Want to know what Ken Livingstone's definitive statement about the future of the capital's transport system was earlier this week?
We are all breeding like rabbits and you have to build the trains.
That Ken Livingstone...sex mad.
Honestly though, is that it? That sounds like an excerpt from some strange x-rated version of Thomas the Tank Engine, not a serious and far-reaching transport policy.
Come on Ken, you can do better than that:
Mrs. Thatcher deregulated [the financial-services industry], and all those American and Japanese banks moved in, and the old boys network had been smashed within a decade.
No, your computer isn't playing up, you just read a quote from Red Ken praising Thatcherite economic strategy. Moving swiftly on...
If China locks in to seeing this as the place to do business in Europe, then London's economy is secured for a century.

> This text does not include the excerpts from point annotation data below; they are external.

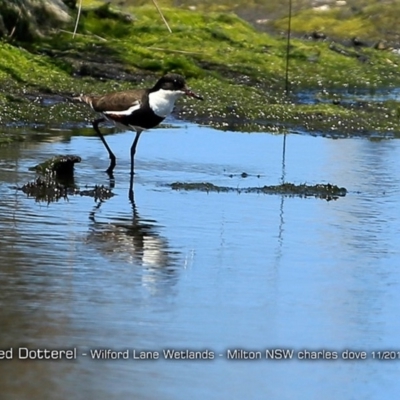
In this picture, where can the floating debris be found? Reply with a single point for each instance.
(57, 165)
(48, 189)
(322, 191)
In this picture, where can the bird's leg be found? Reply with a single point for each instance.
(110, 153)
(133, 151)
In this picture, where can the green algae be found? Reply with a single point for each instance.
(322, 191)
(240, 70)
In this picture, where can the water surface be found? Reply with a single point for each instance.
(197, 271)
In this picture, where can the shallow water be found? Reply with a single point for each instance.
(196, 271)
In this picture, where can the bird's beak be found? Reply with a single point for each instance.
(189, 93)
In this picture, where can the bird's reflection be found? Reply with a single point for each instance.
(132, 239)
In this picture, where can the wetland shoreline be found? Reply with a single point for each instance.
(238, 69)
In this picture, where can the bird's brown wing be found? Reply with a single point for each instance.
(119, 102)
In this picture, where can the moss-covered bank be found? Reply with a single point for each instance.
(240, 70)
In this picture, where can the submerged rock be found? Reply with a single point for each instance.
(49, 189)
(58, 165)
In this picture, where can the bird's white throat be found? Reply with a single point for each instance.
(162, 101)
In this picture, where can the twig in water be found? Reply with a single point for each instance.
(77, 19)
(174, 51)
(15, 26)
(82, 34)
(162, 16)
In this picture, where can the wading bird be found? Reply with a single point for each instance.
(138, 109)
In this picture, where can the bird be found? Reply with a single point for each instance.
(137, 109)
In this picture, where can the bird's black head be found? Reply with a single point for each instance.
(174, 82)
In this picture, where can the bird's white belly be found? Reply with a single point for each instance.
(162, 101)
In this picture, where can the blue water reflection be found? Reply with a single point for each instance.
(198, 271)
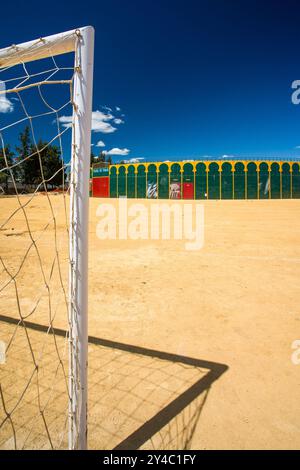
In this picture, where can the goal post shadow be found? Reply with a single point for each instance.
(140, 397)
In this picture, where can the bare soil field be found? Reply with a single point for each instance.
(188, 349)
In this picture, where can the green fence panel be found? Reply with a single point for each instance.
(295, 181)
(286, 181)
(152, 182)
(121, 182)
(113, 182)
(252, 181)
(175, 190)
(275, 181)
(163, 182)
(213, 181)
(264, 181)
(226, 181)
(200, 181)
(239, 177)
(141, 182)
(188, 174)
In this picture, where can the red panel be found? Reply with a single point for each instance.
(101, 186)
(188, 191)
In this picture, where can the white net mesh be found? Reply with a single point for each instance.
(36, 116)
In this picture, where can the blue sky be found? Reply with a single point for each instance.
(188, 78)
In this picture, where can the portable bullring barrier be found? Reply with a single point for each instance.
(198, 180)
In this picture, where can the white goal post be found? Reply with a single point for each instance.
(81, 42)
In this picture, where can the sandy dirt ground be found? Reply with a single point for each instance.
(191, 349)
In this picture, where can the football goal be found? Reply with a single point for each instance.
(45, 139)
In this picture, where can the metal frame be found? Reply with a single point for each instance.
(80, 41)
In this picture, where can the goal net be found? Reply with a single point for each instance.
(45, 125)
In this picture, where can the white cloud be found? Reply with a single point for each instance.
(6, 106)
(117, 151)
(118, 121)
(100, 122)
(65, 120)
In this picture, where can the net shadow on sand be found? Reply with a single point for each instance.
(139, 398)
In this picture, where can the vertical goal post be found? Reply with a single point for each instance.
(81, 42)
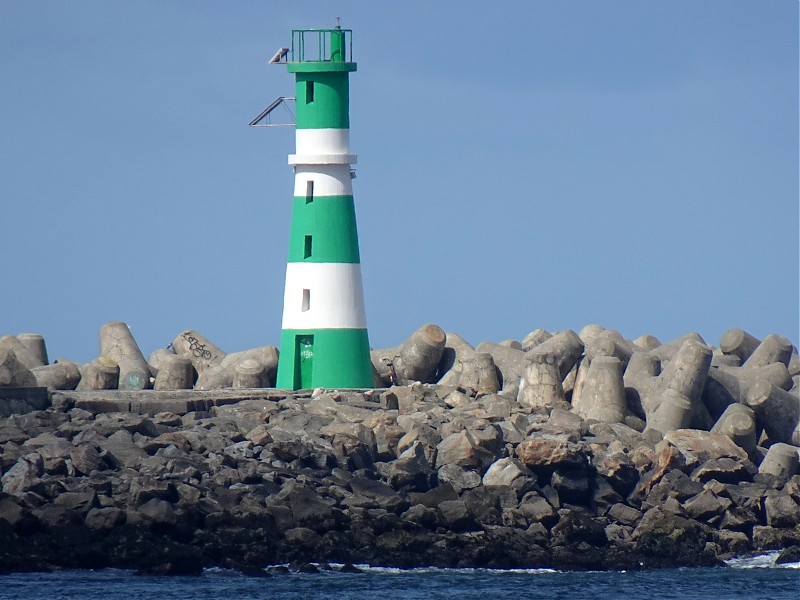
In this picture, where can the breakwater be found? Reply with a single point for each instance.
(567, 450)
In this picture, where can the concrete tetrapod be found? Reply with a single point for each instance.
(34, 342)
(24, 356)
(456, 351)
(777, 410)
(565, 346)
(116, 342)
(782, 460)
(739, 343)
(155, 358)
(100, 374)
(197, 348)
(540, 386)
(534, 338)
(665, 352)
(61, 375)
(479, 373)
(222, 375)
(738, 422)
(674, 412)
(603, 394)
(641, 382)
(604, 343)
(250, 373)
(174, 373)
(12, 372)
(773, 348)
(419, 356)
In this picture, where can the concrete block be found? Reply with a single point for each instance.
(34, 342)
(250, 373)
(117, 343)
(773, 348)
(603, 394)
(673, 411)
(61, 375)
(738, 422)
(100, 374)
(174, 373)
(781, 460)
(12, 372)
(420, 354)
(540, 386)
(199, 349)
(777, 410)
(534, 338)
(739, 343)
(24, 356)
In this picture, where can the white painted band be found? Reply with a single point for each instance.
(335, 297)
(323, 159)
(329, 180)
(322, 141)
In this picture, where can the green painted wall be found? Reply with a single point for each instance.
(329, 108)
(331, 223)
(340, 359)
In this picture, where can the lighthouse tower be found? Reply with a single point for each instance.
(324, 341)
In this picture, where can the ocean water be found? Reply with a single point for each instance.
(749, 579)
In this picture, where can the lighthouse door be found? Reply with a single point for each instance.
(304, 359)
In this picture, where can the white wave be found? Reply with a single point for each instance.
(761, 561)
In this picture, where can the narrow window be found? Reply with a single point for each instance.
(309, 191)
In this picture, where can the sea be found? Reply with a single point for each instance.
(751, 579)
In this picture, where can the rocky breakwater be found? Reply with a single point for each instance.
(566, 450)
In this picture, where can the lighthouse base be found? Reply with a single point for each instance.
(327, 358)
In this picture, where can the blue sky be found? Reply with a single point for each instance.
(521, 165)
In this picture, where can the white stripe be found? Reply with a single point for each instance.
(329, 180)
(323, 159)
(335, 297)
(322, 147)
(322, 141)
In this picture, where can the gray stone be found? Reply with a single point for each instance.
(174, 373)
(738, 343)
(34, 343)
(116, 342)
(419, 356)
(100, 374)
(540, 386)
(773, 348)
(61, 375)
(782, 461)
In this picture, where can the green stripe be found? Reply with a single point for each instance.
(330, 106)
(324, 230)
(340, 359)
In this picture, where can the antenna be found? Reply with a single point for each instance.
(278, 56)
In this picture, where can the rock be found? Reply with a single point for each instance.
(782, 461)
(503, 472)
(454, 515)
(540, 385)
(782, 511)
(419, 356)
(463, 449)
(24, 475)
(545, 452)
(664, 538)
(459, 478)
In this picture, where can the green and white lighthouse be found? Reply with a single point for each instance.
(324, 341)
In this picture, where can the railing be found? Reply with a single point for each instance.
(322, 45)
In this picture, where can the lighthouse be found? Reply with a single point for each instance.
(324, 341)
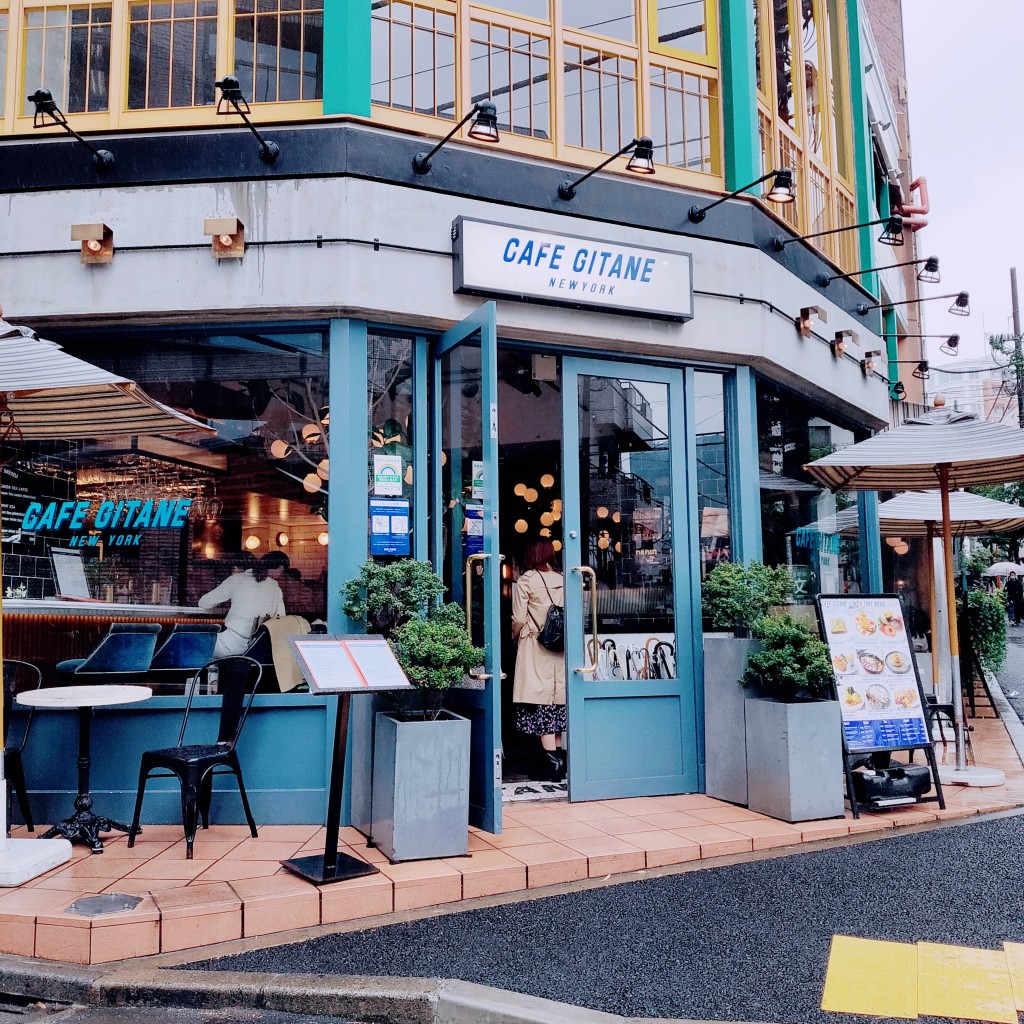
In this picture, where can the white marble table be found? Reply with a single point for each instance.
(84, 825)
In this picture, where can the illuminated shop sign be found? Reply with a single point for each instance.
(570, 269)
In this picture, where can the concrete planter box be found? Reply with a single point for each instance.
(421, 787)
(795, 759)
(725, 730)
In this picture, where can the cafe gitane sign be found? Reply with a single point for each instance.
(571, 269)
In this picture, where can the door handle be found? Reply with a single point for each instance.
(586, 570)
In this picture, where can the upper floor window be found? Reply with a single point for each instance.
(279, 49)
(172, 53)
(413, 51)
(68, 51)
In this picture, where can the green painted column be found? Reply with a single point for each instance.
(346, 56)
(739, 95)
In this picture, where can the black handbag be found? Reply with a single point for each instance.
(551, 635)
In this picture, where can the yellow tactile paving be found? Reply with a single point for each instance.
(879, 979)
(972, 984)
(1015, 962)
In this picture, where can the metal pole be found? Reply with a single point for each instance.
(1018, 368)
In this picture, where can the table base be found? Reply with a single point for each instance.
(84, 826)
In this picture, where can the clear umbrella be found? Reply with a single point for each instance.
(46, 393)
(950, 450)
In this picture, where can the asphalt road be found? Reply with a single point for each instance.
(748, 942)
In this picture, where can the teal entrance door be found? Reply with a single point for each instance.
(464, 532)
(631, 622)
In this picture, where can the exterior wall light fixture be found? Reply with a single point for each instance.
(810, 315)
(97, 243)
(228, 235)
(231, 99)
(782, 192)
(842, 341)
(961, 305)
(47, 114)
(483, 129)
(641, 162)
(891, 236)
(929, 272)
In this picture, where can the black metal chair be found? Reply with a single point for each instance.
(236, 680)
(17, 678)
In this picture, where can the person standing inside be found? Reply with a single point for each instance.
(539, 689)
(1015, 598)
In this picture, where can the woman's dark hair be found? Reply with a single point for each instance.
(271, 560)
(539, 554)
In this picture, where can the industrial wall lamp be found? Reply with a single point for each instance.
(47, 114)
(231, 99)
(483, 129)
(782, 192)
(961, 305)
(641, 162)
(891, 236)
(929, 272)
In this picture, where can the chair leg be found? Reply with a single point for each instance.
(237, 768)
(15, 775)
(143, 775)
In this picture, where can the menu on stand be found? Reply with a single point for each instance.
(880, 695)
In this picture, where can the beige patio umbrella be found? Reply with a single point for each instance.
(46, 394)
(943, 448)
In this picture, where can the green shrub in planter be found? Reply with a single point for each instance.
(735, 596)
(793, 664)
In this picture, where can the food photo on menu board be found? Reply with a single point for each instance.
(879, 694)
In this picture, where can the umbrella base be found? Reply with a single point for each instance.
(973, 775)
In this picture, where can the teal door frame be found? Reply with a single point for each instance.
(632, 738)
(481, 706)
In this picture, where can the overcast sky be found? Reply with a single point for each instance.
(966, 70)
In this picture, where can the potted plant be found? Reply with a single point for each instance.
(420, 792)
(734, 596)
(793, 727)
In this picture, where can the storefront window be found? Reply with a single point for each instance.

And so from sex, to Thatcher, to Communism, beat that! Although maybe this is why we're releasing thousands of tradional London black cabs onto the street of China next year, so they kind of see us as their second, slightly damper, home?
As for the Tube specifically, Ken did admit that "We have pushed fares to the limit,'' however there's also strong evidence that the cheapest cash ticket will rise by a third to four quid next year, so we're not quite at the limit yet it seems.
And so in a nutshell: we need a Thatcherite scheme of deregulation, funded by Communist China, supported by a GLA rule governing the amount of sex Londoners are allowed to have.
Oh, and then there's Crossrail and the Olympics to think about.